Dislocation substructures in deformed uranium dioxide single crystals

Abstract

Single crystals of uranium dioxide were deformed in compression to nominal strains of 1 and i %. The crystals were oriented to promote slip on only one slip system of the family {100} 〈110〉. The strain rate and temperature ranges studied were 10 −3 to 10 −1 min and 750 to 1400°C, respectively. The dislocation density of the as-grown crystals was 2 × 10 6/ cm 2. Sections of the deformed specimens were examined by transmission electron microscopy, indicating that the dislocation substructures at a strain of 1% consist of numerous dipoles and dipole loops, the edge components of the dipoles lying along 〈110〉 directions.
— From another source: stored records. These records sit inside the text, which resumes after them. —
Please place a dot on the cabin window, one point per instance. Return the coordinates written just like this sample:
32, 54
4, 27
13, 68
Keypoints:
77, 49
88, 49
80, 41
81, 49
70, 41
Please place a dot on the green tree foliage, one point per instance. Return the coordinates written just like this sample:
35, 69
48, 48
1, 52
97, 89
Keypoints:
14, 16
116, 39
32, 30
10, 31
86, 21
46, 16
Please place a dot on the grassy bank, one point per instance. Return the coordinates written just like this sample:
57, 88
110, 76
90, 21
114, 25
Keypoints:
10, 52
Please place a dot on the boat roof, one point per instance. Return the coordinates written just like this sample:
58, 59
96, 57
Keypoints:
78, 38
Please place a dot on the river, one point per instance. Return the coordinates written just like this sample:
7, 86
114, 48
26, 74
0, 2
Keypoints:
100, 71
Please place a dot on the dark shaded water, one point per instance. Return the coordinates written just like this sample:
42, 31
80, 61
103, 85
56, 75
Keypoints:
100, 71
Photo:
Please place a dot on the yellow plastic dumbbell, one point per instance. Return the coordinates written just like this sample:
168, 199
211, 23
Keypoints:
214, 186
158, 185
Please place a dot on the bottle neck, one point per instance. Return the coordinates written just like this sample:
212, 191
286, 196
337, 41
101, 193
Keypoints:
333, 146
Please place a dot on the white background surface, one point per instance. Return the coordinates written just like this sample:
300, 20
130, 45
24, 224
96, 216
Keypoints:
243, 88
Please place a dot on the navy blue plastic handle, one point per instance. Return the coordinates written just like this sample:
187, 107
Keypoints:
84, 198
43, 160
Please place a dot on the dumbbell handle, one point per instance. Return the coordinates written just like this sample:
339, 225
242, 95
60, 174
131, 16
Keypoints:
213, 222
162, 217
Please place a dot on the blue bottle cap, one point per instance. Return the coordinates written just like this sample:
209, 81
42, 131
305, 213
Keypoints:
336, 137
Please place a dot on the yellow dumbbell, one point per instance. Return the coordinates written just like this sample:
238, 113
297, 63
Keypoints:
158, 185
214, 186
At 5% strain, extensive dislocation tangles are present in addition to the dipole configurations. Particular features are noted in the dislocation arrangements which can be related to several of the theories of dipole formation. The critical resolved shear stress on the {100} 〈110〉 slip system is reported as a function of temperature, as is the variation in the appearance of the loaddeflection curve with temperature level. Of particular interest is the markedly serrated load-deflection behavior observed at 1150 °C, and the minimum in the shear stress curve at 950 °C. The dislocation density as a function of strain has been evaluated, and dislocation velocities are estimated.